Department of Civil and Environmental Engineering

Advisor 1

Martin T. Auer

Committee Member 1

Guy Meadows

Committee Member 2

Colleen B. Mouw

Committee Member 3

Noel R. Urban

Committee Member 4

Pengfei Xue


Cladophora glomerata, a filamentous green alga that grows on hard substrate, first started to attract significant attention in the mid-1970s, when the species spread in Lakes Huron, Erie, and Ontario. High concentrations of soluble reactive phosphorus in discharges led to increased Cladophora growth, which impaired beaches, ecosystem services, and water intakes. The Great Lakes Water Quality Agreement of 1972 (amended in 1978) presumably helped curb the algal proliferation by setting phosphorus limits for any discharges to the Great Lakes. The scientific literature indicates success in this management strategy as measured maximum biomass values decreased. Recent studies, however, show that – while phosphorus limitations are still in effect – Cladophora has returned, and at greater depths. The introduction and establishment of invasive zebra and quagga mussels (Dreissena polymorpha and Dreissena rostriformis bugensis) to the Great Lakes in the late 1980s to early 1990s cause perturbations in the light environment that lead to favorable conditions for Cladophora.
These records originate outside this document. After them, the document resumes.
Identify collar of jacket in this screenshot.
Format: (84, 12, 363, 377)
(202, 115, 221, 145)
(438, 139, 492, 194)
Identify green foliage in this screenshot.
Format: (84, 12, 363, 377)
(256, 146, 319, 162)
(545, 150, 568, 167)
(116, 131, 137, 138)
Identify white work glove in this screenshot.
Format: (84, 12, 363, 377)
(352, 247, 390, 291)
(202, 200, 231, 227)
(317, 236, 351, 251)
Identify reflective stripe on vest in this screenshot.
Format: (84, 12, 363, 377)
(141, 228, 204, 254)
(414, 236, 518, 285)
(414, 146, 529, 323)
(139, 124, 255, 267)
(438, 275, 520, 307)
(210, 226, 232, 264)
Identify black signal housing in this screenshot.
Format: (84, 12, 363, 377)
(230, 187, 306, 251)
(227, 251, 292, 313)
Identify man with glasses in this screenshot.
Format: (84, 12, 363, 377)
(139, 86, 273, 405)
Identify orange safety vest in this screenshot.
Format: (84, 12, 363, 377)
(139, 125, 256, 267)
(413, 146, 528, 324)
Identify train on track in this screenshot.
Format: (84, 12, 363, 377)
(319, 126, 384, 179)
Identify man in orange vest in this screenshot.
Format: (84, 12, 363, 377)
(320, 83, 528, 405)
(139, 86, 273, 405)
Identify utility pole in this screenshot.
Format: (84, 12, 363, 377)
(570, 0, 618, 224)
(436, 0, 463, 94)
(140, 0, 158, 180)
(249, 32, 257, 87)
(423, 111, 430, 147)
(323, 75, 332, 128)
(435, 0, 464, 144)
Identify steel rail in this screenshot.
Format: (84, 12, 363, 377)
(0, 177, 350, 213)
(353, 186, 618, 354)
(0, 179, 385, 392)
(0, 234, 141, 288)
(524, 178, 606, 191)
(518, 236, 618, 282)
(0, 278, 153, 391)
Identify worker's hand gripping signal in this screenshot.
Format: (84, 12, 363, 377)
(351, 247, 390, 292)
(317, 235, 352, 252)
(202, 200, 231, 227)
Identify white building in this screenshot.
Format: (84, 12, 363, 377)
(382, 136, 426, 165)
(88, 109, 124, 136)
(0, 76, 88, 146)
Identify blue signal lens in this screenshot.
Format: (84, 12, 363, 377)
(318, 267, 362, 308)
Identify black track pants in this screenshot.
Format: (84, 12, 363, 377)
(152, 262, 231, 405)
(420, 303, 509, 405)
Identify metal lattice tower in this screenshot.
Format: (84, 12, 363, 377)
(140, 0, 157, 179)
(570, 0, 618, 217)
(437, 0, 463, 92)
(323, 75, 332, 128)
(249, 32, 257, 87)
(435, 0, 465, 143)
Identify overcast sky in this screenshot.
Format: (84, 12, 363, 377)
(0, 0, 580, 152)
This dissertation first investigates the potential drivers of the Cladophora resurgence by comparing historical data and conducting a modeling exercise that – for the first time – quantifies the effect of each driving force on the Cladophora resurgence (Chapter 2). In the spirit of monitoring and analyzing existing data, this section establishes that the Cladophora resurgence is not only perceived but real and that changes in light conditions following the invasion of dreissenids allow for renewed algal proliferation. Chapter 3 of this work describes the development, calibration, and confirmation of a hydrodynamic model, which is applied to describe mass transport in the nearshore of northern Lake Ontario. This work is in response the Great Lakes Water Quality Protocol of 2012, which recognizes that a whole-lake (offshore) approach to controlling nuisance algal growth will not be effective where effluent and tributary discharges are received immediately and locally in the nearshore. Chapter 4 focuses on the development, calibration, and confirmation of the Great Lakes Cladophora Model version 3 (GLCM v3), which includes several improvements of the previous version of the GLCM: redefined light/temperature rate of photosynthesis and respiration response curves, inclusion of a growth-inhibiting self-shading term, a newly defined relationship between the phosphorus uptake rate and stored phosphorus content, replacement of the Droop relationship between the rate of photosynthesis and stored phosphorus content with a similar relationship based on experimental results, and treatment of self-shading and sloughing for an improved understanding and algorithm describing those processes. The GLCM v3 will serve to set a phosphorus standard specific to managing Cladophora, an ecosystem objective that has never been quantitatively defined before.